When Mike Baard decided to sign up for a half-marathon, he knew he was going to have to approach his race preparation differently than in the past.
Baard started racing in 1983. He has a list of sparking personal bests to his credit, including a 1:16:29 half marathon from 1986. But Baard, 60, also has a significant history of injury, including two surgeries on his right foot.
The challenge for a body like Baard’s was clear. “I had to figure out, ‘What’s the most I can get out of the least amount of running?’” he said.
The answer Baard arrived at provides a good basic blueprint for the many runners like him—ones with a lot of mileage on the running odometre who still want to race to the best of their ability. In Baard’s case, he was able to beat his half marathon goal by more than three minutes.

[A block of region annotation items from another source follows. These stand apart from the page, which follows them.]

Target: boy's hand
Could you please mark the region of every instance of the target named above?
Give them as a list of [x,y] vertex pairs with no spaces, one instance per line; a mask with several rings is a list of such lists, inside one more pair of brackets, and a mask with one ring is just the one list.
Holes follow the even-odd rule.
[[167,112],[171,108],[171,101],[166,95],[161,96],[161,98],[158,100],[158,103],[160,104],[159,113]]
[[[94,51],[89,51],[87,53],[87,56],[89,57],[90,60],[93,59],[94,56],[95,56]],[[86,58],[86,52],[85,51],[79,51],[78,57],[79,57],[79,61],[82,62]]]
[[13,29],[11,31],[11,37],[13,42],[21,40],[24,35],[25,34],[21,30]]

Keep reading to learn the why behind Baard’s schedule, or see “Less-is-More Principles” at the bottom of this article for guidance on creating a program like Baard’s.
Biggest Bang for Buck
Baard consulted with his physical therapist as to whether he could even attempt a half marathon without the kind of running mileage he would have done in the past. “He said, ‘As long as you’re not trying to pretend it’s still 1986, go for it,’” Baard said. “But I had to promise him I’d keep the total mileage to a minimum, and take a week off from running after the race.”
Given the green light for his training, Baard followed a conservative, quality-over-quantity approach for his 14-week buildup to the half marathon. He limited himself to four runs a week, with an average weekly mileage total of 32-40.
Baard knew from painful experience that hill repeats and runs of 16 kilometres or longer would inflame the scar tissue in his surgically repaired foot. So his longest run was only 13 kilometres. “Back in the day,” he said, “I would have done 30 or 32 kilometres before a half.”
For quality, Baard found he could do weekly 1,600 metre repeats (three per workout) on a treadmill without aggravating his foot. His two other running days per week were 8 kilometre treadmill runs, preceded by 30 minutes on an elliptical machine. On his non-running days, he lifted weights and did additional cross-training.
“Twenty years ago I would have sneered at this,” he said. “Training for a longer race meant running longer, running harder. No weights, no elliptical machines, no treadmills and not many off days. But I’ve changed, because I’ve had to change.”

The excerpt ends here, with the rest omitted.